"Idées noires sur fond blanc" (Cécile Ferrand)

    Cinq heures venaient de sonner au sombre clocher de l’église. Le petit village russe se trouverait prestement plongé dans l’obscurité. La vieille femme, adossée à la cheminée, s’occupait soigneusement de son tricot. Elle se trouvait seule, veuve depuis plusieurs années et sans enfants. Elle songeait, regardant au dehors, qu’elle ne pourrait plus sortir avant plusieurs jours tant le climat hivernal était rude. L’atmosphère était pesante près de l’âtre et seul le crépitement du feu laissait entendre sa vaine complainte. Soudain, une brusque secousse eut lieu dans le village. La vieille femme en fut ébranlée mais reprit rapidement son ouvrage. Le fauteuil dans lequel elle s’était assise se balançait alors dans un grincement inhabituel. C’était maintenant des cris qu’on percevait de l’extérieur ; quelques braves gens avaient dû être surpris et essayaient de trouver un abri.  La neige s’était mise à tomber. C’était une neige lourde et abondante qui déferlait d’un ciel menaçant à présent. C’était une véritable tempête à laquelle ils étaient confrontés. Mais elle en avait connu d’autres. Les secousses étaient bien plus inquiétantes.
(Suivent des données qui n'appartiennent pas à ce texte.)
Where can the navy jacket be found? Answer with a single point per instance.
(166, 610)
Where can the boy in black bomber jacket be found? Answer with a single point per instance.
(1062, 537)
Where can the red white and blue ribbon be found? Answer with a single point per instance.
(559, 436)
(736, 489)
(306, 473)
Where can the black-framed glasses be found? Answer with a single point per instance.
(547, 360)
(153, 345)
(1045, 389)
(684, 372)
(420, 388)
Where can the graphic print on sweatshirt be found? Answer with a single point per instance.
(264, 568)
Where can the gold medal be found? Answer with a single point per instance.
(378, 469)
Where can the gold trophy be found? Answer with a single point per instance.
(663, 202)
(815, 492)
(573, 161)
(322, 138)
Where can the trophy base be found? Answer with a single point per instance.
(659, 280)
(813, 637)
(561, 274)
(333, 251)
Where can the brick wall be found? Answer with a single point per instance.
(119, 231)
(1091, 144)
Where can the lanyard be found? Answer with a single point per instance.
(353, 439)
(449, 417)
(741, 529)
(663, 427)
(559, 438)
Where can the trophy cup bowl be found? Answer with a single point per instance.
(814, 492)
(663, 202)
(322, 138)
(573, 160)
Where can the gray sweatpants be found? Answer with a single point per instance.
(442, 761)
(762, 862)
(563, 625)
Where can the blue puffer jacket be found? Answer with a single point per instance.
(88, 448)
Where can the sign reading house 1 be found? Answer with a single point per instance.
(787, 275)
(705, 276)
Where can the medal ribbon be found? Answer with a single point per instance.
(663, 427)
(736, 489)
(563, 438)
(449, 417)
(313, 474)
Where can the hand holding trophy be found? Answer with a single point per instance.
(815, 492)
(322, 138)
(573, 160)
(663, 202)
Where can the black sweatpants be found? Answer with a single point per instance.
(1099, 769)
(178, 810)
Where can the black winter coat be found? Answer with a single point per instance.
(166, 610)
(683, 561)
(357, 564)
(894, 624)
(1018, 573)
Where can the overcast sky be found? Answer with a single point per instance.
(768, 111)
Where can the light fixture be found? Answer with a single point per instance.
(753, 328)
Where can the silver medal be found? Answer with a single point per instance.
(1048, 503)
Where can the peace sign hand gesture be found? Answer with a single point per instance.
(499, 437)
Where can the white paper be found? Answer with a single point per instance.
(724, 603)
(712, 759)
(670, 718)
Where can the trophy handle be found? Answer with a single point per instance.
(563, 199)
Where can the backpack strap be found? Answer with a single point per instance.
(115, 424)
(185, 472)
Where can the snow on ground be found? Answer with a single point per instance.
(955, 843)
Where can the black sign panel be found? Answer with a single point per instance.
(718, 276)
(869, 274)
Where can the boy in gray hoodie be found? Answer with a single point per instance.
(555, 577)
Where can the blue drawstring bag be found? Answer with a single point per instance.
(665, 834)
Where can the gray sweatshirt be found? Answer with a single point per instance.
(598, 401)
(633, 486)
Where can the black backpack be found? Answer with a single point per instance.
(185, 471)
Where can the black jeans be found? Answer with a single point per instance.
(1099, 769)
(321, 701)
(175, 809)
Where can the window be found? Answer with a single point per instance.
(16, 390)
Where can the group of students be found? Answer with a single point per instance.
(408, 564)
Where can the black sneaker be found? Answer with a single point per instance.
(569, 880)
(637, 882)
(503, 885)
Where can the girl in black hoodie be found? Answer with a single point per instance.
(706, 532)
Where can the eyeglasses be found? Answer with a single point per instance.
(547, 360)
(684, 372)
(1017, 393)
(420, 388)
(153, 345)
En effet, les habitations  du village n’avaient pas été conçues pour résister aux tremblements et  elles risquaient de s’effondrer si la tempête ne s’atténuait pas. De plus, les provisions ne dureraient probablement pas et la faim les emporterait tous. Une atmosphère de panique s’installait. La neige étouffait les bruits mais la vieille femme distinguait malgré tout des visages d’horreur dont les traits avaient été durcis par le froid. Le feu s’était brusquement éteint et l’habitacle se refroidissait. Elle avait posé son ouvrage, ayant pris conscience du danger qui grandissait en silence tel un prédateur tapi dans l’ombre. Ainsi, s’était-elle décidée à rester blottie à l’intérieur, ne venant en aide à personne et tentant tant bien que mal de survivre  au froid.

    Puis, elle fut prise de remords. Elle ne pouvait pas laisser ces malheureux mourir ainsi. Quant à elle, elle mourrait de froid s’il lui fallait attendre sans bouger le retour du beau temps. Elle alla donc chercher le vieux manteau de fourrure dans la malle de l’entrée, s’en couvrit et franchit courageusement le pas de la porte. La vieille femme ne voyait rien. Son visage se trouvait durement fouetté par les flocons tournoyant avec agressivité. Elle n’avait plus que ses oreilles pour la guider. De faibles voix lui parvenaient mais il était vain d’en chercher la provenance. Elle continua d’avancer tandis que de fréquentes turbulences la faisaient vaciller. Elle crut cependant distinguer un visage. Elle

voulut appeler mais ses lèvres sèches la brûlaient. Il lui faudrait retrouver un abri ou elle courait à sa perte. C’était d’ailleurs une région de Russie où les loups étaient nombreux et par les temps qui couraient, ils étaient sans aucun doute affamés. L’angoisse ne cessait de croître, laissant place à la panique. Elle essayait de se remémorer les rues et emplacements qu’elle avait connus et qu’il lui était impossible d’identifier dans ces conditions. Il lui sembla qu’elle se trouvait à un croisement et que les habitations étaient donc à proximité. Elle poursuivit son chemin dans la direction que lui indiquait son instinct, se débattant avec opiniâtreté contre les nuages de glace qui la tourmentaient. Elle se sentait seule, abandonnée par ses forces. Elle avait besoin d’aide. Les secours ne pourraient pas intervenir et, quand bien même, ils ne parviendraient pas jusqu’à elle et les villageois ne sortiraient plus par cette tempête. Que fallait-il faire maintenant ? Les secousses reprirent de plus belle, la projetant contre un mur. La vieille femme respirait difficilement. Elle était fébrile, étendue au milieu de cette immensité blanche. Le froid la gagnait et elle ne s’en sortirait pas.

     Puis plus rien. La terre avait cessé de trembler. Il n’y avait plus un bruit. Mais…il ne neigeait plus… C’était donc fini ?

     Une voix s’éleva soudain : «  Cela suffit mon enfant ! Vas –tu cesser avec ton jeu pathétique ? Comment peux-tu inventer des histoires si horribles ? » La petite fille reposa à regret la boule à neige qui suscitait chez elle tant de débordements imaginaires.